2.1 Meteorite Landings data
2.1.1 Url Connection setup
# get data from open data endpoints
limit = 100000
nasa_meteorland_url = (
f"https://data.nasa.gov/resource/gh4g-9sfh.json"
f"?$limit={limit}"
)
2.1.2 using Get request to ingest from url:
# Make the HTTP request.
response = requests.get(nasa_meteorland_url)
# Check the status of the request
if response.status_code == 200:
raw_data = response.json()
print("Request was successful.",response.headers['Content-Type'])
else:
print(f"Request failed with status code: {response.status_code}")
- headers
response.headers
- contents
response.content
2.1.3 Exploring json response
type(raw_data), len(raw_data)
raw_data[0]
json_nasa_ml = copy.deepcopy(raw_data)
type(json_nasa_ml), len(json_nasa_ml)
json_nasa_ml[0]
2.1.4 Destructuring json response
destrc_json_nasa_ml = []
for meteor in json_nasa_ml:
destrc_json = {}
for k, v in meteor.items():
if isinstance(v, dict):
nested_values = tuple(v.values())
destrc_json[k] = nested_values
else:
destrc_json[k] = v
destrc_json_nasa_ml.append(destrc_json)
destrc_json_nasa_ml
2.1.5 Use pandas DataFrame to convert the JSON data:
nasa_ml = pd.DataFrame(data=destrc_json_nasa_ml)

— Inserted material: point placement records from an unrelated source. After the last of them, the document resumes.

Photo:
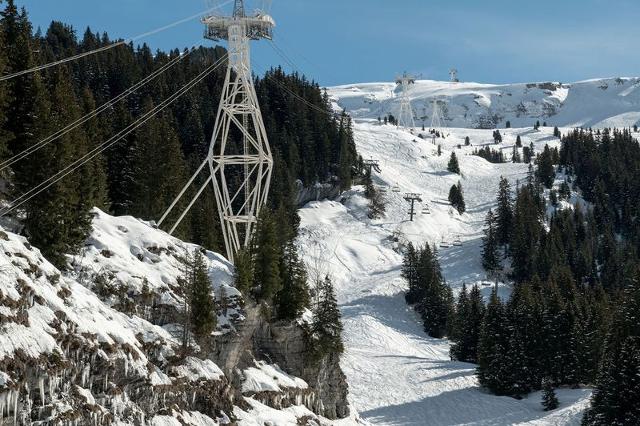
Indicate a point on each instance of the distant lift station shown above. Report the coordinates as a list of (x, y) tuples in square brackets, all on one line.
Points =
[(405, 117), (239, 161)]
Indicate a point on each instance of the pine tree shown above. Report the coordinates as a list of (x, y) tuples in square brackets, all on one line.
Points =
[(410, 274), (376, 201), (243, 276), (490, 255), (456, 198), (546, 172), (515, 156), (58, 220), (549, 399), (327, 324), (453, 166), (203, 314), (155, 187), (4, 99), (266, 258), (615, 400), (492, 347), (504, 212), (294, 297), (469, 314)]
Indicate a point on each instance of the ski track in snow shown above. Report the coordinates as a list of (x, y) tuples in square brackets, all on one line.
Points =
[(397, 374)]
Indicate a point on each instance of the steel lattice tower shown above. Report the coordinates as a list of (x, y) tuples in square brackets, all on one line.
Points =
[(436, 119), (405, 117), (239, 159)]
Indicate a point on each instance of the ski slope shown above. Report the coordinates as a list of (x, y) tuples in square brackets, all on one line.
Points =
[(609, 102), (397, 374)]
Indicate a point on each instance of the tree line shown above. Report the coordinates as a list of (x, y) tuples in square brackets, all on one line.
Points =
[(141, 174)]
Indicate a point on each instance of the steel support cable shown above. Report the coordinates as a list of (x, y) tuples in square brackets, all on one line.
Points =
[(110, 46), (46, 141), (109, 143)]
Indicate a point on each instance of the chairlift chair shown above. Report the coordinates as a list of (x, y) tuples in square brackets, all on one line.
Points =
[(444, 244)]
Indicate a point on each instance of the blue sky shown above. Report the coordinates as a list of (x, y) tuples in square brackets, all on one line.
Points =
[(346, 41)]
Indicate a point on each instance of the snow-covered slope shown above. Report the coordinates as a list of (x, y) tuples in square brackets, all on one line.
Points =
[(593, 103), (398, 375), (101, 343)]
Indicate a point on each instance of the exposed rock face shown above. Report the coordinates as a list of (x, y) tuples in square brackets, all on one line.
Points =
[(286, 345), (68, 358), (319, 191)]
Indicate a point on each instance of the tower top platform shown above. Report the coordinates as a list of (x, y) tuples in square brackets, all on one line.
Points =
[(257, 27)]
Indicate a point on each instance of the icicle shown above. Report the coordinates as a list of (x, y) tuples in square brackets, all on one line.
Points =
[(15, 406)]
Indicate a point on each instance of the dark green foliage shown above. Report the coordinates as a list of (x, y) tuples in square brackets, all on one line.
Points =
[(243, 276), (615, 400), (377, 206), (528, 153), (549, 398), (142, 173), (468, 321), (504, 212), (294, 296), (545, 172), (4, 97), (453, 166), (515, 156), (491, 155), (456, 198), (267, 255), (203, 314), (327, 325), (492, 347), (428, 293), (490, 243)]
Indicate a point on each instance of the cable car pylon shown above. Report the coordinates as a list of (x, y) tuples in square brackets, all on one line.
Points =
[(239, 201)]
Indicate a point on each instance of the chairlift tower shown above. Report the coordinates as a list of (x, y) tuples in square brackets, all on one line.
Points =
[(405, 118), (436, 116), (453, 73), (372, 164), (412, 198), (239, 161)]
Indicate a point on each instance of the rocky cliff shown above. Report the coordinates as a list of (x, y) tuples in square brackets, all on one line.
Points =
[(101, 343)]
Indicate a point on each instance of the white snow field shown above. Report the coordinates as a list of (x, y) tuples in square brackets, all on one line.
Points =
[(397, 374), (593, 103)]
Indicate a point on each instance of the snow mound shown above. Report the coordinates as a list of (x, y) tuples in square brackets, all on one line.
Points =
[(136, 268)]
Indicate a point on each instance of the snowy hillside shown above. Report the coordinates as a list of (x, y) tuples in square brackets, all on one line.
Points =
[(613, 102), (101, 343), (398, 375)]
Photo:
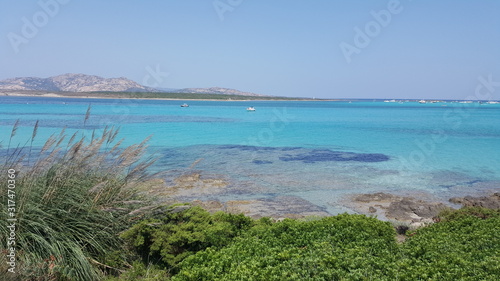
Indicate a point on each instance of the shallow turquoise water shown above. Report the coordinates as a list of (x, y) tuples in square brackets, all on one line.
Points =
[(319, 151)]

nasa_ml.dtypes, nasa_ml.shape
nasa_ml
2.1.6 Transfromations
2.1.6.1 Renaming column
nasa_ml_filt = nasa_ml.rename(columns={'mass': 'mass (g)', 'geolocation': 'GeoLocation'})
2.1.6.2 Check isna() alias isnulls() , empty strings
- Viz ๐
# Count the number of empty string rows for each column
df_var = nasa_ml_filt.isna().sum().to_frame().reset_index(names='Column names').rename(columns={0: 'isna row count'}).merge(nasa_ml_filt.eq('Aggregates').sum().to_frame().reset_index(names='Column names').rename(columns={0: 'Aggregates row count'})).merge(nasa_ml_filt.eq('').sum().to_frame().reset_index(names='Column names').rename(columns={0: 'empty string row count'}))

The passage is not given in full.